Because the done is non-volatile, so I will expect thread 1 will keep executing and printing out "Done".

But when I run the program, here is the output from console

Done
Undo

This means that thread 2's update is seen by thread 1, right? (But done isn't a volatile field.).

My explanation is that thread 1 and thread 2 are running in the same core. So that they can see update of the filed, please correct me if I'm wrong.

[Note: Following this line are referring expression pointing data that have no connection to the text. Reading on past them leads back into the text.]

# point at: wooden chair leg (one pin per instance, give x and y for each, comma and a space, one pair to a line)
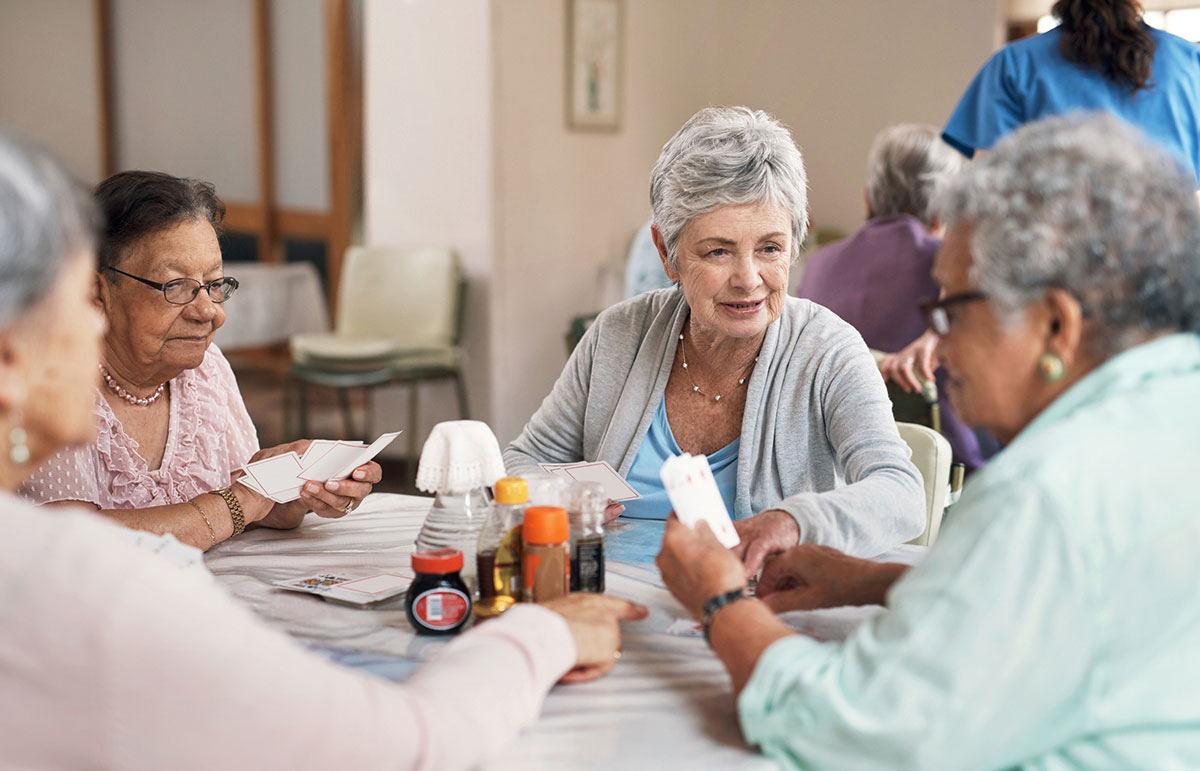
460, 387
412, 419
343, 399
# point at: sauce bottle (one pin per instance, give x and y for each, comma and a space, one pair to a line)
545, 559
438, 602
498, 553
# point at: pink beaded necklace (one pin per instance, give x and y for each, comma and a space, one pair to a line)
137, 401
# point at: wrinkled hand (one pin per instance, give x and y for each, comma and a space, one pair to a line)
915, 358
593, 620
763, 535
335, 498
695, 566
809, 575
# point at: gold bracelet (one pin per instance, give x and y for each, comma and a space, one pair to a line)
213, 533
231, 498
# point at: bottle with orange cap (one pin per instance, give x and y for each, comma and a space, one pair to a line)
498, 553
545, 559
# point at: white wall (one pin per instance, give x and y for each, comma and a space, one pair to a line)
184, 91
427, 160
49, 88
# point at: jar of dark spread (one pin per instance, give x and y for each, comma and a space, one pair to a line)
438, 602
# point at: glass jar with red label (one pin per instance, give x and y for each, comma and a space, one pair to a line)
438, 601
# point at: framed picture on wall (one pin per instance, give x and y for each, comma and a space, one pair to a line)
594, 52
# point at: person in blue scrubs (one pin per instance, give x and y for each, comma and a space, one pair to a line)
1103, 58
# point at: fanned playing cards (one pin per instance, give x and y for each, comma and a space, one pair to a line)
282, 477
695, 497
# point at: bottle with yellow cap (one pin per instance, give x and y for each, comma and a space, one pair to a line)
498, 553
545, 553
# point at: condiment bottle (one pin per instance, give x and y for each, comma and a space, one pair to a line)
438, 602
545, 557
498, 553
586, 506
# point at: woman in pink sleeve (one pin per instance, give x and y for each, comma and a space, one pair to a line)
112, 658
172, 428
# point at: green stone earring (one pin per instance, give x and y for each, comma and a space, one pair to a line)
1050, 368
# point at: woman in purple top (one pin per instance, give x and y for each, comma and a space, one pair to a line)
876, 278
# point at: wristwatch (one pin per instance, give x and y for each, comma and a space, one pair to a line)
231, 498
719, 602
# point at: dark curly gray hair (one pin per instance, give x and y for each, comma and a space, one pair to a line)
1089, 204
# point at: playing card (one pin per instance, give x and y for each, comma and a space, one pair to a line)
342, 459
695, 497
358, 591
276, 476
615, 485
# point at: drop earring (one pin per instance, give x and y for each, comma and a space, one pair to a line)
1050, 368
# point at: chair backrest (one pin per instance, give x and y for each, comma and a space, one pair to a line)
411, 296
913, 407
931, 455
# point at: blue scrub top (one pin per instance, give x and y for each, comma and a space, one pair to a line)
1030, 79
641, 538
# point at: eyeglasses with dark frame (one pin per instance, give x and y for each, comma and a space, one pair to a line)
184, 291
935, 314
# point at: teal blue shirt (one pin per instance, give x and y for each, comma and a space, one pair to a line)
642, 541
1056, 622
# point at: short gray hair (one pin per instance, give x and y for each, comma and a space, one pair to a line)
727, 156
1087, 204
907, 168
45, 217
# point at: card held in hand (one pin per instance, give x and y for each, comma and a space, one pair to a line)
695, 497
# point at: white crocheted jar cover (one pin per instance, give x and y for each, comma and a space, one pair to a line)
460, 455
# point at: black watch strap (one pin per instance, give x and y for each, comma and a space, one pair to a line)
719, 602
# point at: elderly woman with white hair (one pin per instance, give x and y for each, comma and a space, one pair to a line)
1054, 625
876, 278
114, 658
780, 394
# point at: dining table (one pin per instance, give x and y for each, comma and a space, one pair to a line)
666, 704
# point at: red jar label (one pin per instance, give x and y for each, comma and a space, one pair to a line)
441, 608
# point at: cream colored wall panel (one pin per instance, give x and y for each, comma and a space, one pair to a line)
300, 93
48, 82
184, 90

Overall, my question is why thread 1 can see the change of thread 2? Is this related to CPU cache write back/through to main memory? If it is, when does it happen?

public class Done {

    boolean done = true;

    public void m1() throws InterruptedException {
        while (this.done) {
            System.out.println("Done");
        }
        System.out.println("Undo");
    }

    public void undo() {
        done = false;
    }

    public static void main(String[] args) {
        ExecutorService es = Executors.newCachedThreadPool();
        Done v = new Done();
        es.submit(() -> {
            try {
                v.m1();
            } catch (InterruptedException e) {
                e.printStackTrace();
            }
        }); // thread 1

        es.submit(() -> {
            v.undo();
        }); // thread 2

        es.shutdown();
    }
}

Solution

  • The Java memory model's guarantees work in only one way. If something is guaranteed, like the visibility of a volatile write, then it'll work 100% of the time.

    If there's no guarantee, it doesn't mean it'll never happen. Sometimes non-volatile writes will be seen by other threads. If you run this code many times on different machines with different JVMs, you'll probably see different results.